Previously called the FZ-09, the Yamaha MT-09 is a motard-style motorcycle.
With its lightweight frame and impressive power output, the MT-09 is perfect for everyday riding and the occasional race.
Moreover, it’s sensibly priced, making it a fun and affordable way to get around the city.
Nevertheless, you must know the problems that are likely to surface on this model before buying. To help you, we’ve gathered the most widespread issues plaguing the MT-09 models.
This information is based on complaints from real owners of the model:
Table of Contents
1. Clutch Noise
Some owners of the MT-09 models have lodged complaints about noisy clutches on their bikes.

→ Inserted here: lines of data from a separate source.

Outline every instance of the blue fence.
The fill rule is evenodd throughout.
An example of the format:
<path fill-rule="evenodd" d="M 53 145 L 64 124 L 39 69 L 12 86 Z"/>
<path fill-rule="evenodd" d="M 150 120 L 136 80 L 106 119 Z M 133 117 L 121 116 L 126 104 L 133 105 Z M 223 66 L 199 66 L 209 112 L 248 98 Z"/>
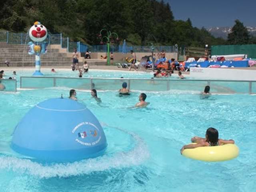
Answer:
<path fill-rule="evenodd" d="M 68 37 L 63 37 L 62 34 L 48 34 L 46 40 L 49 44 L 60 45 L 62 48 L 66 48 L 68 52 L 73 52 L 74 48 L 78 52 L 84 52 L 88 50 L 92 52 L 106 52 L 106 45 L 86 45 L 80 42 L 70 42 Z M 27 44 L 30 40 L 28 35 L 26 33 L 15 33 L 11 32 L 0 32 L 0 42 L 6 42 L 10 44 Z M 127 52 L 133 50 L 137 52 L 150 52 L 152 51 L 151 46 L 126 46 Z M 122 52 L 123 45 L 110 46 L 110 51 L 113 52 Z M 174 46 L 155 46 L 154 52 L 160 52 L 164 50 L 166 52 L 178 52 L 178 48 Z"/>

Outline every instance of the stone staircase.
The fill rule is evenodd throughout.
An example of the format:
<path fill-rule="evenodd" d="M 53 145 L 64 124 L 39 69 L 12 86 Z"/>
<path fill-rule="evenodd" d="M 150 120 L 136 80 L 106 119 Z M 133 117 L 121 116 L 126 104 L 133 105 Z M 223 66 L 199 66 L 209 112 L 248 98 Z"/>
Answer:
<path fill-rule="evenodd" d="M 28 54 L 28 46 L 25 45 L 7 44 L 0 42 L 0 67 L 6 67 L 4 62 L 8 61 L 10 67 L 34 66 L 35 55 Z M 59 45 L 50 45 L 47 47 L 47 53 L 41 56 L 42 66 L 56 66 L 70 67 L 73 59 L 72 53 L 67 53 L 66 49 L 60 48 Z M 88 64 L 106 65 L 106 60 L 91 59 L 85 60 L 84 57 L 79 58 L 79 65 L 81 66 L 85 60 Z"/>

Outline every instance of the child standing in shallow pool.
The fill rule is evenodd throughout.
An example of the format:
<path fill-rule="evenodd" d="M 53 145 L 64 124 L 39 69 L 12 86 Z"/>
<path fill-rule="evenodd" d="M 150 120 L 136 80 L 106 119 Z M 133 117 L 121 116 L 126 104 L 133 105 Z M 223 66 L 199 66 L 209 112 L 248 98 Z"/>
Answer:
<path fill-rule="evenodd" d="M 206 86 L 204 88 L 204 90 L 202 94 L 203 95 L 210 95 L 210 86 L 208 85 Z"/>
<path fill-rule="evenodd" d="M 206 130 L 205 138 L 195 136 L 191 138 L 191 141 L 193 143 L 196 143 L 196 144 L 184 145 L 180 150 L 181 154 L 183 150 L 186 149 L 193 149 L 199 147 L 218 146 L 222 144 L 235 143 L 234 140 L 232 139 L 224 140 L 219 139 L 219 133 L 218 130 L 212 127 L 208 128 Z"/>

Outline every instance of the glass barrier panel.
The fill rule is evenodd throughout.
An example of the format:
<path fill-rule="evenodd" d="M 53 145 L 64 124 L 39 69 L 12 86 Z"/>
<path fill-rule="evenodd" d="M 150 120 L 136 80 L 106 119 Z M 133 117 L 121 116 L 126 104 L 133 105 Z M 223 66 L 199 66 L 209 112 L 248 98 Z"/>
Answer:
<path fill-rule="evenodd" d="M 55 86 L 90 90 L 90 79 L 57 77 L 55 78 Z"/>
<path fill-rule="evenodd" d="M 252 94 L 256 94 L 256 82 L 252 82 Z"/>
<path fill-rule="evenodd" d="M 211 81 L 210 92 L 220 94 L 249 93 L 249 82 Z"/>
<path fill-rule="evenodd" d="M 16 92 L 16 80 L 1 79 L 0 80 L 0 91 Z"/>
<path fill-rule="evenodd" d="M 54 78 L 52 77 L 21 77 L 20 88 L 38 88 L 54 86 Z"/>
<path fill-rule="evenodd" d="M 161 91 L 168 90 L 168 81 L 155 79 L 130 80 L 131 90 Z"/>
<path fill-rule="evenodd" d="M 206 85 L 207 81 L 190 81 L 182 79 L 171 80 L 170 89 L 171 92 L 199 94 L 204 91 Z"/>
<path fill-rule="evenodd" d="M 118 90 L 122 88 L 122 84 L 128 80 L 120 79 L 92 79 L 92 88 L 96 90 Z"/>

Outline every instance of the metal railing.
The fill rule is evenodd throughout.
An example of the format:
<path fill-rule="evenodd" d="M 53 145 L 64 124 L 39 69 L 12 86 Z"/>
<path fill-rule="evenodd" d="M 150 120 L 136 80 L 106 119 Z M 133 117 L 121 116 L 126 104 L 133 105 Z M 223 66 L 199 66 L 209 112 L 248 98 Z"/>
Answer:
<path fill-rule="evenodd" d="M 9 32 L 0 32 L 0 42 L 6 42 L 10 44 L 24 44 L 30 41 L 30 38 L 27 34 L 15 33 Z M 52 45 L 60 45 L 62 48 L 66 48 L 67 52 L 72 52 L 74 48 L 76 49 L 78 52 L 86 52 L 88 50 L 91 52 L 106 52 L 107 45 L 89 46 L 80 42 L 71 42 L 68 37 L 64 37 L 62 34 L 48 34 L 46 40 L 48 44 Z M 137 52 L 151 52 L 151 46 L 130 46 L 126 45 L 125 49 L 126 52 L 129 52 L 131 50 Z M 154 52 L 160 52 L 164 50 L 166 52 L 177 52 L 178 47 L 174 46 L 155 46 Z M 122 52 L 123 45 L 111 45 L 110 51 L 113 52 Z"/>
<path fill-rule="evenodd" d="M 132 90 L 201 92 L 206 85 L 215 94 L 256 94 L 256 81 L 142 78 L 79 78 L 56 77 L 20 77 L 21 88 L 65 87 L 80 90 L 119 90 L 123 82 Z"/>
<path fill-rule="evenodd" d="M 0 93 L 2 91 L 17 92 L 17 81 L 16 79 L 1 79 L 0 80 Z"/>

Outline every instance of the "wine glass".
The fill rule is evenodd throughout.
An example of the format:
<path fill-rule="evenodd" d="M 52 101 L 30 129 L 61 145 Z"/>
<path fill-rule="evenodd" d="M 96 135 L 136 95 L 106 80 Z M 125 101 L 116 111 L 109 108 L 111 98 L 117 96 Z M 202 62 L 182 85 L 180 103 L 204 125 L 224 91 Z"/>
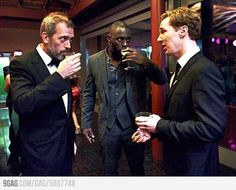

According to them, the clutch makes a severe rattle noise even with the lever pulled in.
The noise can make riding uncomfortable and significantly reduce ride quality for riders.
From what we gathered, the clutch noise problem is common on many Yamaha motorcycles.
This includes the FJ-09, R1, and the MT-09. Some diagnoses reveal that the noise results from wear in the clutch assembly.
As we’ve said in our other posts, clutches don’t last forever and will wear out as you rack up miles. Typically, there’s some rotational back-and-forth “jitter” that occurs in the clutch assembly during operation. On the affected bikes, the clutch springs may wear out, and the jitter becomes more pronounced.
This is the noise you hear from the clutch area while you are riding.
However, the clutch noise may yet be a sign that something is wrong with the clutch. It could be that the clutch is worn or doesn’t have enough lubrication. As such, please take the bike to a repair shop for inspection.
If clutch wear is responsible, you can replace the old clutch with a slipper clutch system. From 2016, the Yamaha MT-09 models switched to a slipper clutch, which comes with a sound-dampening material to reduce clutch noise.
2. Slipping or Dragging Clutch
Another complaint among Yamaha MT-09 owners is that the clutch on the model drags or slip while riding.
“Clutch slipping” refers to a situation where power cannot reach the wheels even as you engage and disengage the clutch. In such cases, the bike revs up faster than normal, but the speed doesn’t go up.
A dragging clutch is the opposite of a slipping clutch. A dragging clutch refers to a situation where the engine and the rear wheel don’t disengage when the clutch lever is pulled in.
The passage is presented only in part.